Basically, btrfs doesn't want to allow a writeable mount when it might be missing some data. If there's some data on the FS that isn't stored with the RAID1 profile, then the kernel can't safely assume that the missing drive didn't have more chunks like that, holding data that wasn't mirrored on one of the surviving drives. But it's currently not possible to convert from RAID1 to non-RAID or to rebuild the array with a replacement without mounting the degraded array as writeable, which leads to non-RAID data being written. That puts the FS in a state that cannot be automatically judged safe at mount time, and the FS remains in that state until the recovery is complete (either converting from RAID1 to non-RAID, or replacing the failed drive).
There's no easy way to require the user to specify at the time of the `mount -o degraded,rw` whether they intend to resolve the situation by ceasing to use RAID1 or by replacing the failed drive. That leaves users with the opportunity to do neither and instead make the situation worse.
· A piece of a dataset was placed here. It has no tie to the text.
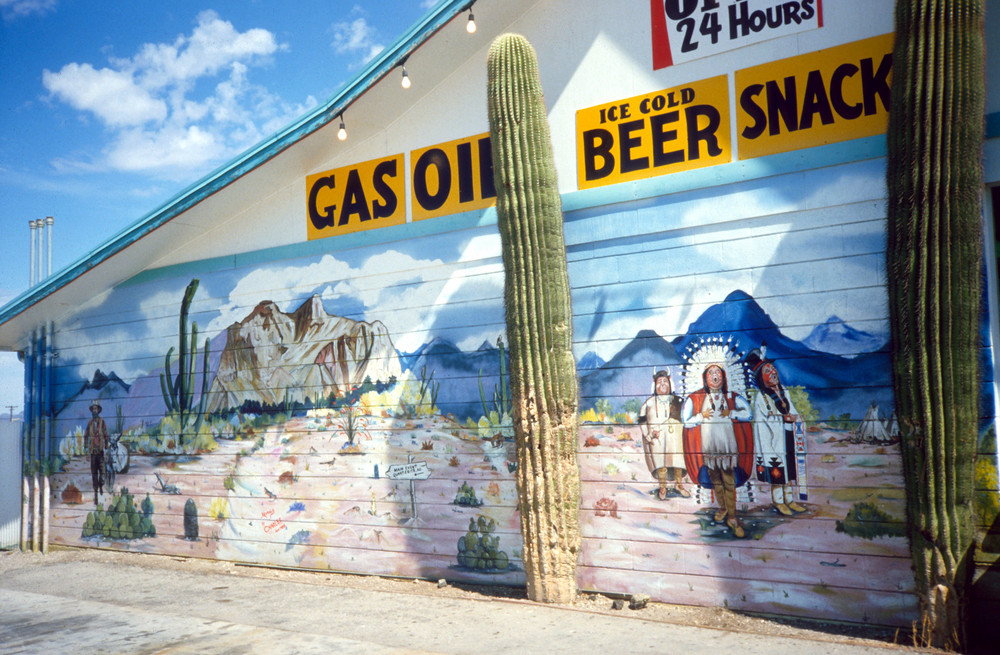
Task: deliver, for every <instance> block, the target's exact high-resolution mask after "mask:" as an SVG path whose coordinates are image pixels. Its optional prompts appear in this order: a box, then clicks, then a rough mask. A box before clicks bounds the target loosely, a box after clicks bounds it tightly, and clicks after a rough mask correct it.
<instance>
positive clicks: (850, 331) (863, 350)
mask: <svg viewBox="0 0 1000 655" xmlns="http://www.w3.org/2000/svg"><path fill="white" fill-rule="evenodd" d="M802 344H803V345H804V346H806V347H808V348H812V349H813V350H818V351H820V352H826V353H832V354H834V355H843V356H844V357H853V356H855V355H858V354H860V353H867V352H872V351H874V350H879V349H884V347H885V340H884V339H880V338H879V337H877V336H875V335H874V334H871V333H869V332H865V331H863V330H856V329H854V328H852V327H851V326H850V325H848V324H847V323H845V322H844V321H843V320H841V319H840V317H839V316H831V317H830V318H828V319H826V323H823V324H822V325H817V326H816V327H815V328H813V331H812V332H810V333H809V336H808V337H806V338H805V339H804V340H803V341H802Z"/></svg>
Thanks for the explanation. I was hoping for a Github issue number (or Bugzilla or whatever) to easily track this bug, but perhaps the Btrfs dev team doesn't work with issue number ?
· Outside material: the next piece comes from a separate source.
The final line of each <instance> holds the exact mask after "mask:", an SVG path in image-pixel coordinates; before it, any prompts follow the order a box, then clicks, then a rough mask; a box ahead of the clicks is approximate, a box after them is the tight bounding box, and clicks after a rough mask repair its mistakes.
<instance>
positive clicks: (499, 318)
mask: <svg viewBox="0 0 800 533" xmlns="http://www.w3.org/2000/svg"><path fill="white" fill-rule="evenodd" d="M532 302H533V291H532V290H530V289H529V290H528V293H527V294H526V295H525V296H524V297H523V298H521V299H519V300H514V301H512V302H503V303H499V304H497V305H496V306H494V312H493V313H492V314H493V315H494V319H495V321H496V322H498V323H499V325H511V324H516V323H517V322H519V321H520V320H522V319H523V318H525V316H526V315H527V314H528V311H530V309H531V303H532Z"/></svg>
At least for RAID1, it seems that implementing RAID1 N-way mirroring would ease the process to recover from a failed drive.
In case of drive failure, we could use the remaining drive in read-only mode to copy the data to a new drive, hence creating a RAID1 array with two working drives and one failed drive.
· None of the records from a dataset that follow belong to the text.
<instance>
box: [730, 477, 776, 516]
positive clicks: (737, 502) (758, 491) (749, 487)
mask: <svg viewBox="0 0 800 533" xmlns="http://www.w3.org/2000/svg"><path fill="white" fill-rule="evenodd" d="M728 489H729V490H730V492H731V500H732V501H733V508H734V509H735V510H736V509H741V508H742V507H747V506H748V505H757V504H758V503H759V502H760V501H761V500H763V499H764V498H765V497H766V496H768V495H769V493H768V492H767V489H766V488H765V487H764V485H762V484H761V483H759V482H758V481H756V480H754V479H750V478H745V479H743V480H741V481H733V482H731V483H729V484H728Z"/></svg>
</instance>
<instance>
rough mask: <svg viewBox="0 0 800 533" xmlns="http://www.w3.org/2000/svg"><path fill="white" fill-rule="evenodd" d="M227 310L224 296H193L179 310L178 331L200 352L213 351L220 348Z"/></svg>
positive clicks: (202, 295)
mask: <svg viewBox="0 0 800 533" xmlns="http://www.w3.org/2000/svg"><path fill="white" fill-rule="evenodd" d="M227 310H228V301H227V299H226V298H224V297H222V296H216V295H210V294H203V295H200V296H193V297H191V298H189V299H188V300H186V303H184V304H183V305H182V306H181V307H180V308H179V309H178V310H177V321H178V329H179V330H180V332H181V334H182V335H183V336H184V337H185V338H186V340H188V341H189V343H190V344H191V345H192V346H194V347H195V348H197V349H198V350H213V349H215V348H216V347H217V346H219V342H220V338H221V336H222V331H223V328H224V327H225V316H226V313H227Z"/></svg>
The OS should then allow to boot in rw mode, and from there it is easy to remove the failed drive from the RAID1 array.
However it seems that RAID1 N-way mirroring (with N > 2) is not even on the roadmap at this moment.
Have I misunderstood something or does this approach make sense ?
You can do RAID1 with more than two drives, but you'll only get two copies of each chunk of data. In this scenario, when one drive dies you can still write new data in RAID1 to the remaining space on the surviving drives, so mounting the FS writeable in degraded mode doesn't risk leaving the FS in a state where the safety is hard to determine on the next mount. If space permits, you can also rebalance before even shutting down to remove the failed drive, also avoiding the corner case.
Being able to do N-way mirroring with three or more copies of the data would be nice, but it's not necessary; 2-way mirroring across 3 or more drives is sufficient, and the hot spare feature will be more widely useful.
I was referring to this sequence of events:
1) 2-way mirroring across 2 drives
2) one drive fails
3) buy and plug a new drive
4) rebalance to have 3-way mirroring across 3 drives (with one being out): this is currently not possible
5) remove the failed drive, ending with 2-way mirroring across 2 drives
But it seems that you are referring to:
1) 2-way mirroring across 3 drives
2) one drive fails
3) rebalance to have 2-way mirroring across the 2 working drives
4) remove the failed drive, ending with 2-way mirroring across 2 drives
I assume that people don't/won't start the initial RAID1 with 3 drives.
Anyway, I would find 3-way mirroring across 3 drives very useful as it gives a simple identical foolproof process to replace a faulty hard drive, whether it has just a few corrupted data (but still readable) or have completely failed : just plug a new drive, rebalance, reboot and remove the defective drive.
> rebalance to have 3-way mirroring across 3 drives (with one being out): this is currently not possible
I'm not sure this even has meaning. But anyways, it's probably pointless to try to kick off a rebalance when the FS is still trying to use a dead drive. Either use the device replace command (which isn't stable yet), or tell btrfs to delete the dead drive then add the replacement drive. If the problem drive is failing but not completely dead yet, then the device replace command is supposed to move data over with a minimum of excess changes to drives other than the ones being removed and added. But the device replace command doesn't properly handle drives with bad sectors yet, so the separate remove and add actions are more reliable albeit slower and put more work on the other drives in the array.
Basically, btrfs doesn't want to allow a writeable mount when it might be missing some data. If there's some data on the FS that isn't stored with the RAID1 profile, then the kernel can't safely assume that the missing drive didn't have more chunks like that, holding data that wasn't mirrored on one of the surviving drives. But it's currently not possible to convert from RAID1 to non-RAID or to rebuild the array with a replacement without mounting the degraded array as writeable, which leads to non-RAID data being written. That puts the FS in a state that cannot be automatically judged safe at mount time, and the FS remains in that state until the recovery is complete (either converting from RAID1 to non-RAID, or replacing the failed drive).
There's no easy way to require the user to specify at the time of the `mount -o degraded,rw` whether they intend to resolve the situation by ceasing to use RAID1 or by replacing the failed drive. That leaves users with the opportunity to do neither and instead make the situation worse.